- Vrtača pri Semiču Location in Slovenia
- Coordinates: 45°39′45″N 15°11′28″E﻿ / ﻿45.66250°N 15.19111°E
- Country: Slovenia
- Traditional region: Lower Carniola
- Statistical region: Southeast Slovenia
- Municipality: Semič
- Elevation: 220 m (720 ft)

Population (2002)
- • Total: 0

= Vrtača pri Semiču =

Part of Semič, a town in Slovenia

Vrtača pri Semiču (/sl/) is a former settlement in the Municipality of Semič in southern Slovenia. The area is part of the traditional region of Lower Carniola and is now included in the Southeast Slovenia Statistical Region. Its territory is now part of the town of Semič.

==Name==
The name of the settlement was changed from Vrtača to Vrtača pri Semiču in 1955.

==History==
The village was established as a manor farm for Smuk Castle above Semič. A large square castle, the Strniš Manor (Strnišev dvor) was later built at the site of the manor farm. It was purchased by local people in 1901, who divided up the castle inventory, sold the castle library and archive to a local merchant (who used the paper to wrap goods), and tore down the structure and planted an orchard in its place in 1902. During the Second World War, on 5 August 1942 several men were taken from the village by Italian authorities and sent to a concentration camp.
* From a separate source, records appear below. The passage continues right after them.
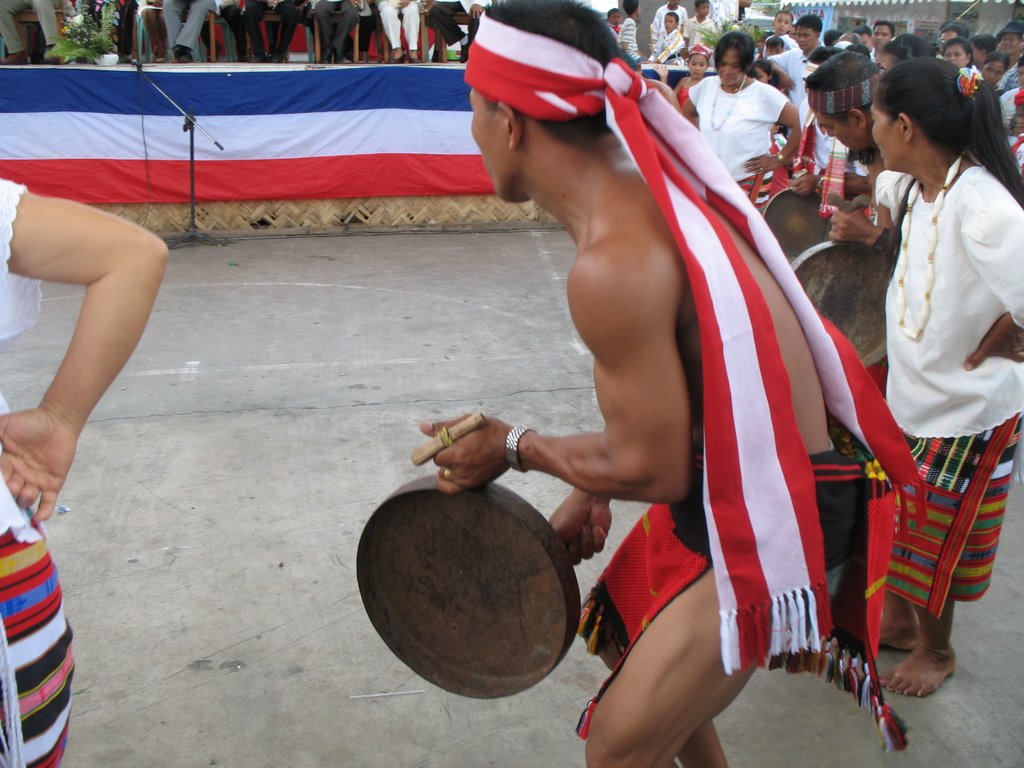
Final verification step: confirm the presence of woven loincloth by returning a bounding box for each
[888,416,1021,615]
[0,531,75,768]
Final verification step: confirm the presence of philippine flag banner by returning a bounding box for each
[0,65,494,203]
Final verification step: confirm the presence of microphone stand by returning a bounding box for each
[132,60,231,248]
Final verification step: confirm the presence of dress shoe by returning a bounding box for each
[0,50,29,66]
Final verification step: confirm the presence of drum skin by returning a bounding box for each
[793,242,894,366]
[764,189,829,262]
[356,476,580,698]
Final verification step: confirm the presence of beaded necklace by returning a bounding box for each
[896,155,964,341]
[711,75,746,131]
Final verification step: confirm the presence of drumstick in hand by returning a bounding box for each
[413,414,483,466]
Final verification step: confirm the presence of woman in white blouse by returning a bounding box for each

The village was annexed and made part of the town of Semič in 2001, ending its existence as a separate settlement.

==Church==
A church dedicated to Saint Thomas was recorded in the village in 1526. However, it no longer existed in the 17th century, when Johann Weikhard von Valvasor described the settlement.

==Other castles==
Below the village is Vajd Castle (Vajdov grad), also known as Pungrt Castle (Sternisenhof). It was mentioned in the 17th century by Valvasor. Its last owner was Janko Ogulin and after the Second World War it was used for various purposes. Above the village are the ruins of Kureč Castle (Kureč grad), also known as Podturn (Thurn). Folk tradition also relates that an older castle, Boc Castle (Bocovi grad), stood above Kureč Castle and that its noble owner squandered her fortune by feasting on fried chicken skin.